Lots of kids were in a similar situation in their particular niche--maybe it was sports; maybe it was some other performing art; maybe it was 4H or horse riding or something similar. The school scenario grooms people into a world where they can be the center of attention every once in a while and maybe win a ribbon or stand on a podium, or have an article about their performance in the school paper. Some kids might love the thing they're doing in faux competitions, others might be blase about it like I was with music.
One common factor to all those performance based ego-feeding sessions is the competition is really limited and is essentially a fraud. A good high school musician might never be a world class soloist that can play in an orchestra for example. A high school football player can be good within their entire conference but be miles away from a Division I college player.
Anyway, in short, life's problems really are nothing like the faux competitions kids are groomed to invest so much time and energy in. There's some valuable habits that can come from training to be a musician or athlete, but the overall structure of the programs is very misleading and damaging and artificially limits the horizons of kids.
The critique of "track based" education that sort of reformed schools in the US has some merit, but the system that's replaced it is obviously way worse. Schools replaced faux competition with praise of everybody and now the students are just entitled retards and brats based on the reports I've seen.
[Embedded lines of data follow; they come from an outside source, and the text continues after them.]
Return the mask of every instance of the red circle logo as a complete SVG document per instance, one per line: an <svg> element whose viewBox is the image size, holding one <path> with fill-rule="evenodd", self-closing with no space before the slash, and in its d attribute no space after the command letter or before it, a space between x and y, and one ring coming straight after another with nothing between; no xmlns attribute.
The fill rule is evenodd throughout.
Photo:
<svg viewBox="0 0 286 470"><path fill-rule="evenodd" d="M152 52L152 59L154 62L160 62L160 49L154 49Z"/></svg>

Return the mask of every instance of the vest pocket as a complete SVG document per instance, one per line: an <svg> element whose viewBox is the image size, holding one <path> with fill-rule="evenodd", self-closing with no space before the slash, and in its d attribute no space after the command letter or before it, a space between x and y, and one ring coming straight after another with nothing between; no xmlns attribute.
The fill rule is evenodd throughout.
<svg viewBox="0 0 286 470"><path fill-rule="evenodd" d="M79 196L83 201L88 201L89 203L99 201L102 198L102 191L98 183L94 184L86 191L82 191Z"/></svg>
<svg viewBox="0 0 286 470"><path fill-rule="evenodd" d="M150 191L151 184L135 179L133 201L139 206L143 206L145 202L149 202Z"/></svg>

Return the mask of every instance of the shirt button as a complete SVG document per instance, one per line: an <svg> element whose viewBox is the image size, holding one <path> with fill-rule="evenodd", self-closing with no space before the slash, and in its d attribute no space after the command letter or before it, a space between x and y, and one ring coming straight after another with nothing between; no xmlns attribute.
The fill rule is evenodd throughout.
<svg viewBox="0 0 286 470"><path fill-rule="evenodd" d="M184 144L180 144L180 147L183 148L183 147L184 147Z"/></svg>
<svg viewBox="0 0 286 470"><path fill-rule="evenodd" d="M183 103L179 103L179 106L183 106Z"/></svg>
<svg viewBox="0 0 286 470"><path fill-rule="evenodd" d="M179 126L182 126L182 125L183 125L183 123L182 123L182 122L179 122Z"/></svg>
The Montessori school system seems better; they basically throw the kids into real life with training wheels, then the kids learn in the context of doing real things. Kids run businesses for example, or learn about biology in the context of a farm, and that kind of thing. I have no idea how that system works with respect to the ego based/faux competition scenarios I was constantly in, so I can't comment on it, but one of the major problems with the faux competition scenario is it trains the ego to stay in the world of lies instead of grooming students to deal with real reality.
For example, a business can fail no matter how hard a person works, how smart they are, etc... A person groomed to believe the praise they received their whole life might misjudge what "failure" means. There's a fake praise feedback loop instead of feedback based on real world performance, or real world scenarios where performance doesn't even impact the outcome, which is quite common in real life.
Grounding kids in real world scenarios would produce a much healthier society based on realism, but it's a lot easier to manipulate a population that's trained to pursue ribbons, trophies, and public praise and fake money.